Floyd Buckskin is the last remaining shaman of the Pit River tribe of north-eastern California. I interviewed him in his bedroom that doubled as his music studio on the Pit River reservation to the east of Mount Shasta, California. In the interview he told me the word damagomi comes from the Achumawi language, a language still spoken by a small population of Pit River tribe. It translates roughly as ‘spirit guide which provides a channel of communication with the natural world’. The damagomi usually takes on the form of a particular animal and this animal will accompany an individual as long as their bond is honoured. When I asked him why the Pit River people searched for their damagomi Buckskin answered ‘We are trapped between spirit and animal. We aren’t one or the other, but both and because of this we need help.’

Towards the end of my interview with Rupert Sheldrake he mentions the idea that scientists (and I would add artists) are our modern answer to shamans; ‘members of the human community who are dealing with the natural world.’ In this sense they are instrumental in trying to bridge the gap between spirit and animal that shaman Floyd Buckskin describes. However the very language with which we have tried to describe nature with has come to define our view of it to such an extent that we are unable to see it at its most vital. When we look at the natural world through the lens of our scientific tradition we can only do so by breaking it into ever smaller pieces. The whole, as in the whole organism or being or galaxy, is often only considered through the sum of its parts. This is the metaphor of the machine which is essentially static and dead. In The Science Delusion, Sheldrake attacks this simplistic perception of the universe:

‘Science at its best is an open-minded method of inquiry, not a belief system; it has been successful because it has been open to new discoveries. By contrast, many people have made science into a kind of religion. They believe that there is no reality but material or physical reality. Consciousness is a byproduct of the physical activity of the brain. Matter is unconscious. Nature is mechanical. Evolution is purposeless. God exists only as an idea in human minds, and hence in human heads.’

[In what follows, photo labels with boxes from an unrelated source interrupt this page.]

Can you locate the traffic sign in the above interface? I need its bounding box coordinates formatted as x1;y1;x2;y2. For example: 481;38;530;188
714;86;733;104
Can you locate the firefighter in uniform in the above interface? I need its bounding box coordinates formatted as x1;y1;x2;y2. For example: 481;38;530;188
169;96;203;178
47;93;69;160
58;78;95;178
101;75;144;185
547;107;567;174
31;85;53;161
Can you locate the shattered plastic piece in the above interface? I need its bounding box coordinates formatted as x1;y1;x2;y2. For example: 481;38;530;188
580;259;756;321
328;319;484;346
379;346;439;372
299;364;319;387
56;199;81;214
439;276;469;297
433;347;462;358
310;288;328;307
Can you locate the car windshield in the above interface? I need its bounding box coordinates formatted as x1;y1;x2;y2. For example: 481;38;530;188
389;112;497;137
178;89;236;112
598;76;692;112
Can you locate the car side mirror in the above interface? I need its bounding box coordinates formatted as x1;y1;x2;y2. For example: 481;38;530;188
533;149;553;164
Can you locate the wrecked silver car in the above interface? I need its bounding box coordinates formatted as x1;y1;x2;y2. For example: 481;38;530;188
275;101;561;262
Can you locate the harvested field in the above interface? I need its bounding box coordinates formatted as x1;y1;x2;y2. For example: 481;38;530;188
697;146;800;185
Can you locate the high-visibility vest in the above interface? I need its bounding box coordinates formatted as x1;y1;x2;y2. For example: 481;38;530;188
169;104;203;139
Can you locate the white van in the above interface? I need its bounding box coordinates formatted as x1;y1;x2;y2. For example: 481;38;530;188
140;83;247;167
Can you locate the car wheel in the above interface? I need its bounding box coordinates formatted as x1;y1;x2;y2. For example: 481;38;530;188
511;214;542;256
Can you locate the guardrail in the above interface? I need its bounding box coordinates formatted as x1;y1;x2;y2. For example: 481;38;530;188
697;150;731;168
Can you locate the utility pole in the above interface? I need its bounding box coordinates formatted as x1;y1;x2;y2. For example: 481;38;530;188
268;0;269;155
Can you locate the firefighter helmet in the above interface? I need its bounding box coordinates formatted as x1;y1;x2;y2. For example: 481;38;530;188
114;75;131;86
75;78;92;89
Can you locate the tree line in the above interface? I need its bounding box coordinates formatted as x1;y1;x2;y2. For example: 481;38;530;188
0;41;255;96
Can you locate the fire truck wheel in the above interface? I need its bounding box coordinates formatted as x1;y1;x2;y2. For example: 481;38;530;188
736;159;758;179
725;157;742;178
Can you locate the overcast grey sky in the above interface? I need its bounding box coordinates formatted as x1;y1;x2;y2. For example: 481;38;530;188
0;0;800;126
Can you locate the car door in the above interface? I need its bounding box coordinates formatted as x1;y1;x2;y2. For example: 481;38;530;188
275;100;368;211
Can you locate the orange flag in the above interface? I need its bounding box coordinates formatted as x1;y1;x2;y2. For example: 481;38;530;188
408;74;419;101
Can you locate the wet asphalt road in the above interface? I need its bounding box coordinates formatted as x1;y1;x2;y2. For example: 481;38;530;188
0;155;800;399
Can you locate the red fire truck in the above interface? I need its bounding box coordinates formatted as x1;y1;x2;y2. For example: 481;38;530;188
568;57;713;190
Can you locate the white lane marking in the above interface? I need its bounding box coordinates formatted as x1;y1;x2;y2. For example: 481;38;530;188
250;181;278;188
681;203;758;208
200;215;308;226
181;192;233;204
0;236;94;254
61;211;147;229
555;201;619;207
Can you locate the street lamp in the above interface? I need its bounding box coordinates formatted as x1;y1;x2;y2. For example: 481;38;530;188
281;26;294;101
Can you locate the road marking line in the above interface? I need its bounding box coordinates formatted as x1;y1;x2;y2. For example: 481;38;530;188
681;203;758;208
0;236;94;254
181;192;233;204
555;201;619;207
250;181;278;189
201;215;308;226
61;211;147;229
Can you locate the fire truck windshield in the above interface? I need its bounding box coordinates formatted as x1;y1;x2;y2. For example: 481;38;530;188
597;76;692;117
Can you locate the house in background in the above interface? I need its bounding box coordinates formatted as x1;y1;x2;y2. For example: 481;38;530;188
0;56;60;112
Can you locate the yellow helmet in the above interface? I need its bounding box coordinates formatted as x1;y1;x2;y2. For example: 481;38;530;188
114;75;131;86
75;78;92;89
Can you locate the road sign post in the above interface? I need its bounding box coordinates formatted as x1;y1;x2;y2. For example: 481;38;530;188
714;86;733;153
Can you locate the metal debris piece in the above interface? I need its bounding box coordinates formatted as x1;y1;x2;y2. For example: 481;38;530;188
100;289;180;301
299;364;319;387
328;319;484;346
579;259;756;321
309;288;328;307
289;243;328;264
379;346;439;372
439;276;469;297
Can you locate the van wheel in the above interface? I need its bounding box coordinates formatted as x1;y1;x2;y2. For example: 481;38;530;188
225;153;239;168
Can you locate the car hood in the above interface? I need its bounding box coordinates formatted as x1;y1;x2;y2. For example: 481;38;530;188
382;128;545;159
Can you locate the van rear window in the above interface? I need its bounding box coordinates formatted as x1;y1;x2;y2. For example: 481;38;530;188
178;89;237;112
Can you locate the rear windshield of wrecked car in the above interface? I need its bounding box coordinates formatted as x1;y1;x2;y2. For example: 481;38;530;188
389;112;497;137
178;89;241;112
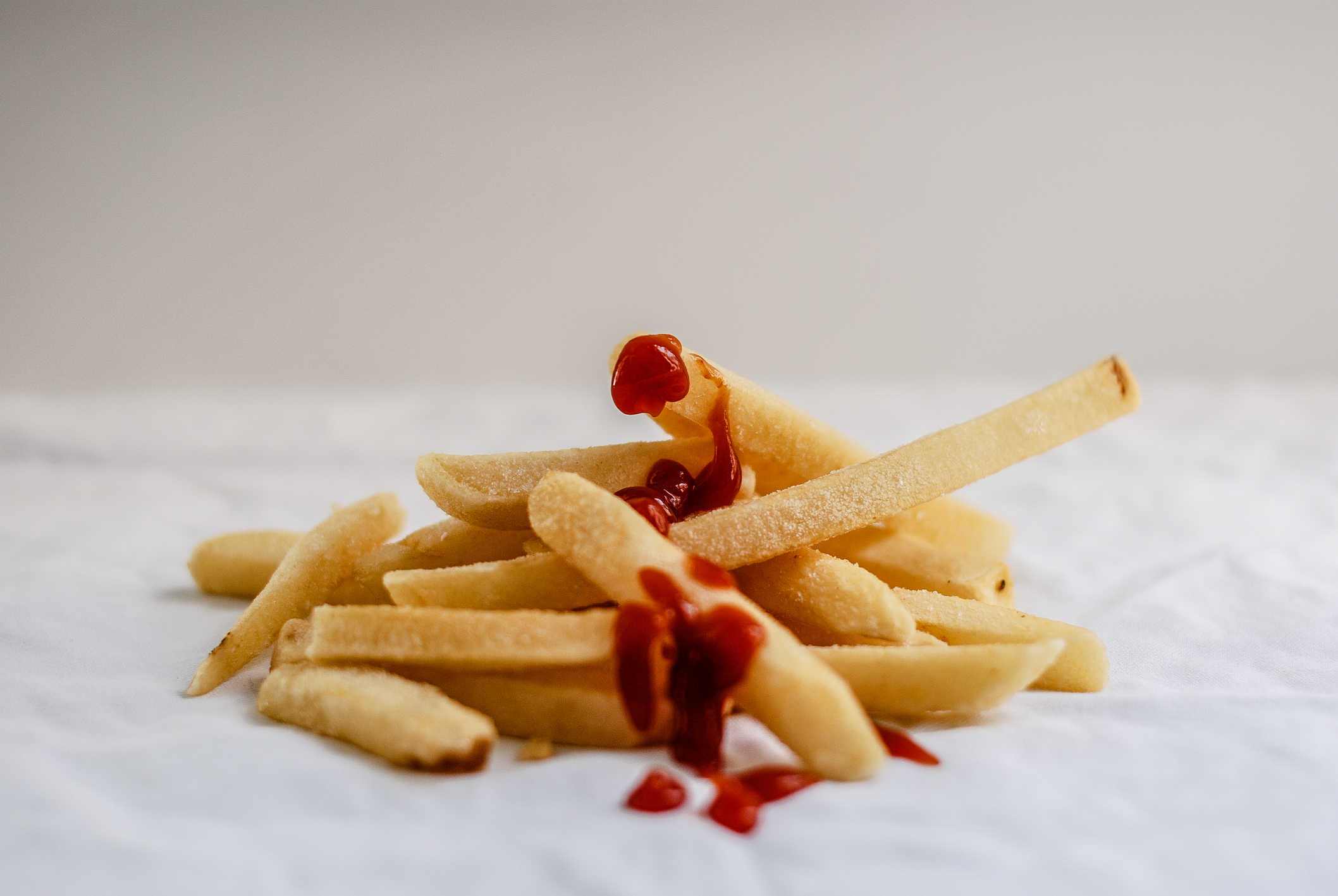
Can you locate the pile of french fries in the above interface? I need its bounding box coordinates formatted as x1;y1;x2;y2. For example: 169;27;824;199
186;336;1139;781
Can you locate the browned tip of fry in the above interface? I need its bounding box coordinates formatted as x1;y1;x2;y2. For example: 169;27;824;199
1107;354;1143;412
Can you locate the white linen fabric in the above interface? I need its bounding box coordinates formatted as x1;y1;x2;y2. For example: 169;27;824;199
0;380;1338;896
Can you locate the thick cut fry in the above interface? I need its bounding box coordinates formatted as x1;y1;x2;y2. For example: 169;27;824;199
811;638;1064;715
186;530;302;598
669;357;1139;568
272;619;653;749
257;663;496;771
307;607;615;672
411;668;673;749
897;589;1110;691
353;519;534;603
610;336;869;495
813;534;1013;607
269;619;312;670
735;547;915;644
385;551;609;610
186;492;404;697
417;438;713;530
530;474;886;781
881;495;1013;566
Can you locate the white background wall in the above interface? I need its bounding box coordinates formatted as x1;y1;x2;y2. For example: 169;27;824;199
0;0;1338;389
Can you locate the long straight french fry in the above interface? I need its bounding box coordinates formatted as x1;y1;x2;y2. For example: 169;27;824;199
669;357;1139;568
735;547;915;644
881;495;1013;567
417;438;713;530
610;334;869;495
404;667;673;749
307;607;615;672
186;530;302;598
186;492;404;697
530;474;886;781
813;534;1013;607
385;551;609;610
257;663;496;771
809;638;1064;715
895;589;1110;691
272;619;658;749
353;519;534;603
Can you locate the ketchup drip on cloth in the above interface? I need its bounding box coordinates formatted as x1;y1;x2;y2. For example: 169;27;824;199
610;333;742;535
626;765;819;833
613;558;766;775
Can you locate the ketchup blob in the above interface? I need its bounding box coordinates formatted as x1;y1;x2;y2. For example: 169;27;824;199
610;333;690;417
610;333;742;535
706;766;819;833
874;723;938;765
626;769;688;812
614;567;766;775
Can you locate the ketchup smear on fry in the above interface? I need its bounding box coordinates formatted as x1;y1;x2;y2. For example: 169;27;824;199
610;333;742;535
874;723;938;765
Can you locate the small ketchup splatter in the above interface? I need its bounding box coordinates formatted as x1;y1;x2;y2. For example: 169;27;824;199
611;333;742;535
706;766;819;833
626;769;688;812
611;333;690;417
874;723;938;765
614;560;766;775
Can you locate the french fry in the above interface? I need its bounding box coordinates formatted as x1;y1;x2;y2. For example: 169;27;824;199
735;548;915;644
353;519;534;603
610;334;869;495
530;472;886;781
408;667;673;749
269;619;312;672
272;614;658;749
385;551;609;610
186;530;302;598
881;495;1013;566
895;589;1109;691
813;534;1013;607
811;638;1064;715
257;663;496;771
669;357;1139;568
307;607;615;672
417;438;713;529
186;492;404;697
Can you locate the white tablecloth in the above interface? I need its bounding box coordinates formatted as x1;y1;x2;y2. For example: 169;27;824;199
0;380;1338;896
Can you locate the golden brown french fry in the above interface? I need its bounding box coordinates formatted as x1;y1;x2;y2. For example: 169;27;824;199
811;638;1064;715
813;534;1013;607
186;492;404;697
353;519;534;603
269;619;312;670
895;589;1109;691
307;607;615;672
735;547;915;644
417;438;713;530
669;357;1139;568
385;551;609;610
411;668;673;749
880;495;1013;567
186;530;302;598
257;663;496;771
530;472;886;781
272;619;655;749
610;334;869;495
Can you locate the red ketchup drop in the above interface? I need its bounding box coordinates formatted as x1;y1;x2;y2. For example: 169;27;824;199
874;723;938;765
614;560;766;775
611;333;742;535
627;769;688;812
611;333;690;417
706;766;819;833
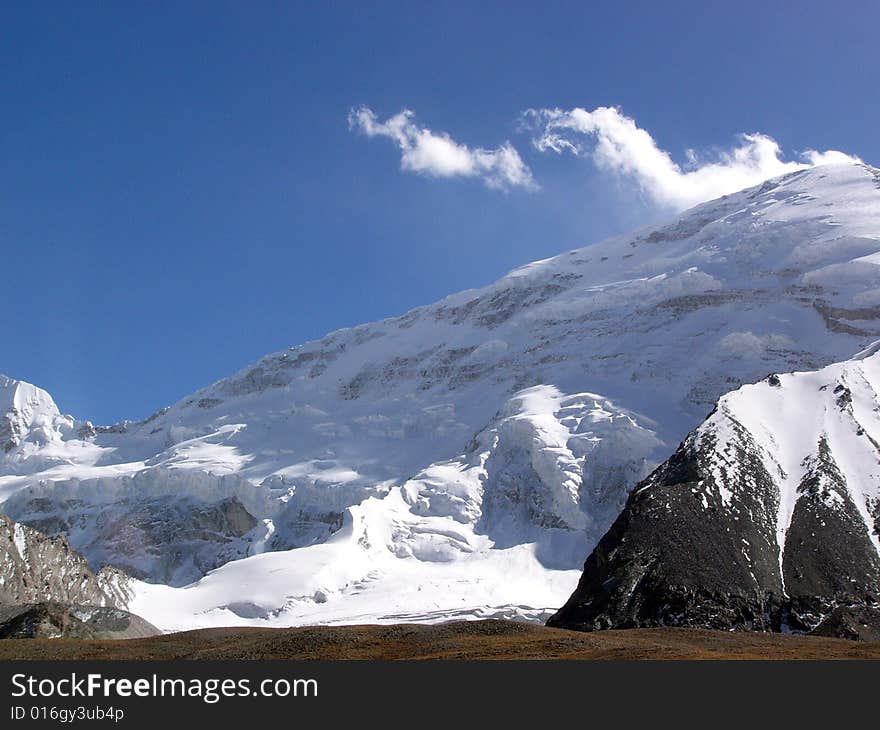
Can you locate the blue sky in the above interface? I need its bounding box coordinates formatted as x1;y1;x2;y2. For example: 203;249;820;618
0;2;880;423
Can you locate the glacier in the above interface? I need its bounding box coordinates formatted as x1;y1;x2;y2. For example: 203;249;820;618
0;164;880;629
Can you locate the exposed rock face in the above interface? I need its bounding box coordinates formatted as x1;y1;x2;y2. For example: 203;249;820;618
548;348;880;638
0;603;160;639
5;489;259;585
0;165;880;627
0;515;128;607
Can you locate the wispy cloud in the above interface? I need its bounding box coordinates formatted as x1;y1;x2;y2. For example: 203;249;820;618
523;107;860;209
348;106;537;189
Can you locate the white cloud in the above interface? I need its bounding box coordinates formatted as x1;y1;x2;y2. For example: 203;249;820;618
523;107;860;210
348;106;536;188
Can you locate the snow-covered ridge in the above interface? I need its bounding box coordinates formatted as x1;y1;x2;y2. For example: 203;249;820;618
696;342;880;564
0;165;880;623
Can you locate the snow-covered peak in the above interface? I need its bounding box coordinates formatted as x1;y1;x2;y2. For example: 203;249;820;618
0;375;73;454
551;346;880;638
0;159;880;617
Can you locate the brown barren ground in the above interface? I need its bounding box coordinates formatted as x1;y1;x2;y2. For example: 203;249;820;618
0;621;880;660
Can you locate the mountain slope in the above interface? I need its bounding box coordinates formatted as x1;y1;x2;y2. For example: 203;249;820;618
0;165;880;625
0;515;131;608
550;343;880;631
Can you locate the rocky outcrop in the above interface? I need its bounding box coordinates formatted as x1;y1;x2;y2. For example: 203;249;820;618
548;350;880;638
0;602;160;639
0;515;128;608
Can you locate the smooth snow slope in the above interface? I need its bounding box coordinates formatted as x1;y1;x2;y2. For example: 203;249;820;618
0;165;880;627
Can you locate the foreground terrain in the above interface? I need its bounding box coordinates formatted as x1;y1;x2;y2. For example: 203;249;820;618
0;621;880;660
0;164;880;631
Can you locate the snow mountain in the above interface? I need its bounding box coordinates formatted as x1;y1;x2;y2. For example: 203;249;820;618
550;342;880;638
0;164;880;628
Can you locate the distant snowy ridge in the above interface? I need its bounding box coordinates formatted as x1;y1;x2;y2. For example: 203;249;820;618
0;164;880;626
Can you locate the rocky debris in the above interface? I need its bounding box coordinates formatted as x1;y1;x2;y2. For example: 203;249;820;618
6;496;260;585
0;515;128;608
0;602;161;639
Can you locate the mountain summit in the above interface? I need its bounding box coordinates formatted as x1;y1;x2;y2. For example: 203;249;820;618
0;164;880;628
550;343;880;638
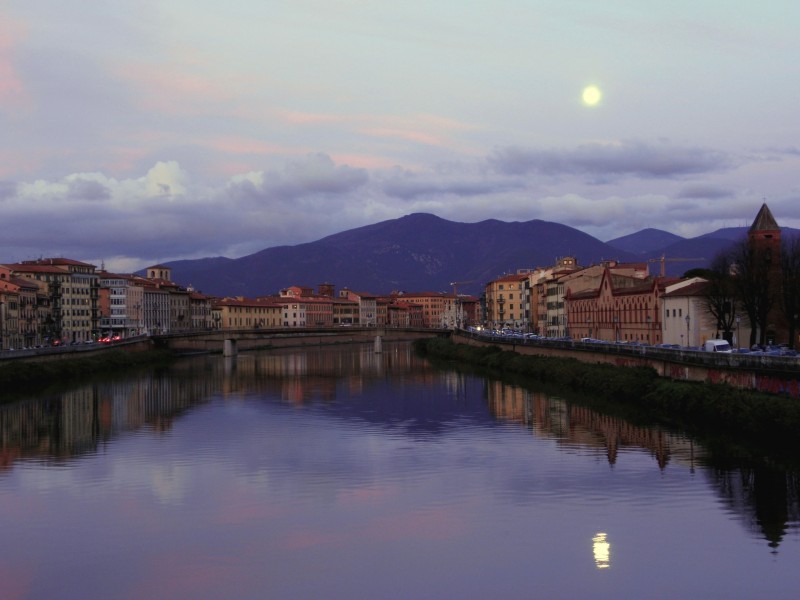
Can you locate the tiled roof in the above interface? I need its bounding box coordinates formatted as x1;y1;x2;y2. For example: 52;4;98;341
750;202;780;233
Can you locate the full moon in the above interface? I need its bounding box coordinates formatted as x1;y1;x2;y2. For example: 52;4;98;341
581;85;603;106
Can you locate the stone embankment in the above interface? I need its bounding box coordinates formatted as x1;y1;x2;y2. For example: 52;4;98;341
453;331;800;398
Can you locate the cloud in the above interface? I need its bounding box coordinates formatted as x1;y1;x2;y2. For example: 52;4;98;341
487;141;734;179
381;170;522;200
229;153;369;203
676;183;734;200
0;181;17;201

According to mythologist Joseph Campbell the shaman should have the dualistic approach of understanding the world around her/him through mechanistic and empirical as well as the spiritual and holistic methods. I think the contemporary artist is perhaps somewhat better positioned to consider systems from the perspective of the living whole than the contemporary scientist. This is mainly due to the holistic nature of the creative process. The creative process requires a dialogue or push back from an other, alien influence. This can be through a concept, material or human collaborator(s). Without this push back the process remains static and you are not able to create anything new. In this sense the process must be ‘alive’ for anything of interest to happen. It must ride the line between defining the context of the artist and being defined by it.

I can imagine a kind of damagomi facilitating this exchange, providing the bandwidth that allows us to access the anima mundi. What are the repercussions of following this line of questioning and assuming an existing anima mundi contains our entire consciousness along with that of all living things? Or to follow Sheldrake’s way of putting it; is the act of making art merely the fusing of the morphic resonance of various beings and materials within the temporary morphogenetic field that is an art practice?

I think it might be time for a damagomi finding quest.